深い赤色をした五指の葉がはらはらと舞いながら落ちていく様を、
ルージュは、そして向かいの席に座るレッドも、ただ何も言わないで眺めている。
――口の中にモノを入れて、もぐもぐと味わっている最中なので、当然といえば当然であった。
手に持つ白い包子(パオズ)はしっとりと蒸し上げられいて、まだ湯気を立てている。
そのまま持っていても火傷をするほどではないが、かと言って冷めたものを食べてもおいしくはない。
ルージュは肉まんにかじり付いた。
「お前はいいところの育ちだろうから、そんなの食べないと思っていたけど、案外気に入っているんだな」
「箸の扱い方にはまだ慣れていないんだ」
マジックキングダムはフォークやスプーンといったカトラリーを使用する食文化が根付いている。
そのためか、シュライクや京などで使われている箸にはまだ慣れていない。
京は観光産業で経済が成り立っているリージョンである。
京ならでは、ということで、伝統的な京料理を振る舞う店は多いが、意外に人を選ぶものだ。
ルージュのように箸の使い方に不慣れな者は多いし、あっさりとした味わいの京料理では物足りないという味覚の持ち主もいる。
そのような観光客のニーズにも合わせて、イタメシや中華といった他リージョン由来の料理を出す食堂もまた多い。
ルージュとレッドが今いるのは、そういった類の軽食を出す店である。
向かいのレッドが器用に箸を遣い、ラーメンを啜って食べている様子を何となく微妙な気持ちで一瞥してから、
ルージュはまた一口、肉まんをかじる。
ふんわりとしていて、ある程度の弾力があり、噛みしめればほんのりとした甘さも感じられる白い皮、
それを更に食べ進めて行くと、また別の味と食感が飛び出してくる。
醤油で味付けされた挽肉に、細かく刻まれたネギにタケノコが混ぜられた肉餡だ。
肉汁と旨味をたっぷりと含んでいて、なおかつ肉だけでは出せない歯応えもあり、それが柔らかく仕上げられた皮と絶妙に合っていた。
「そういえばさ、ルージュ」
一頻りで麺を食べ終えて、どんぶりを持ってスープを味わっていたレッドが、声を掛ける。
「俺、次はIRPOに行こうと思ってるんだ」
「ああ、いつだかに話してくれた、『敏腕刑事』に会いに行くんだね」
ルミナスで妙に意気投合してからというものの、一行の中では年が近いということもあり、ルージュはレッドとそれなりによく話をしている。

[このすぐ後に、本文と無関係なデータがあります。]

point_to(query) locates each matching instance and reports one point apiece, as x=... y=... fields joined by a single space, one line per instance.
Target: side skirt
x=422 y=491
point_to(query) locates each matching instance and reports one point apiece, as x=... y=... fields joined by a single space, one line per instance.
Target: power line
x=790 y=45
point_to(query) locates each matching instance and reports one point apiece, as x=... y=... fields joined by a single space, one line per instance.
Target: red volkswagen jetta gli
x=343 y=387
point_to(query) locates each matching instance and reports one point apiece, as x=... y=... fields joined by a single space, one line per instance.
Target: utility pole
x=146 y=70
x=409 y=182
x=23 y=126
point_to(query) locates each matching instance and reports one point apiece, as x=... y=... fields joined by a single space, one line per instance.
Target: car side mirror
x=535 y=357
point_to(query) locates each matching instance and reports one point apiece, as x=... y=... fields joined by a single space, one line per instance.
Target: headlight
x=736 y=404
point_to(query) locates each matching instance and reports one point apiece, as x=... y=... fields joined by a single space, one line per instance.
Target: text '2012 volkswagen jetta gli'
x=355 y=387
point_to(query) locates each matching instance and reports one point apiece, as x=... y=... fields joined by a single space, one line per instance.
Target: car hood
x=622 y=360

元々快活な性格らしいレッドは、ルージュが何も言わなくても、よく喋った。
喜怒哀楽がはっきりとしていて、己の感情をそのまま口にするレッドのことを、ルージュは少しだけうらやましいと思っている。
「それもあるけど、俺、秘術の資質を取ろうと思う」
ルージュは目をぱちくりと瞬かせて、向かいのレッドの、名前とは裏腹に青い瞳を見つめた。
そこにはいつになく真剣な光が宿っている。
「身体を鍛えて、技をつけてりゃ、ブラッククロスの奴らをぶちのめせると思ってたけど、
この前、奴らと戦った時に、それだけじゃ勝てないと思った」
ルージュはゆるく頷く。ブラッククロスという組織はこのリージョン界にて暗躍する巨大犯罪組織だ。
ルージュ自身の事情には全く関係ない輩だが、レッドにとっては家族の仇であるらしい。
実際、レッドと行動を共にしているからか、ブラッククロスの構成員と戦闘になったことは幾度かある。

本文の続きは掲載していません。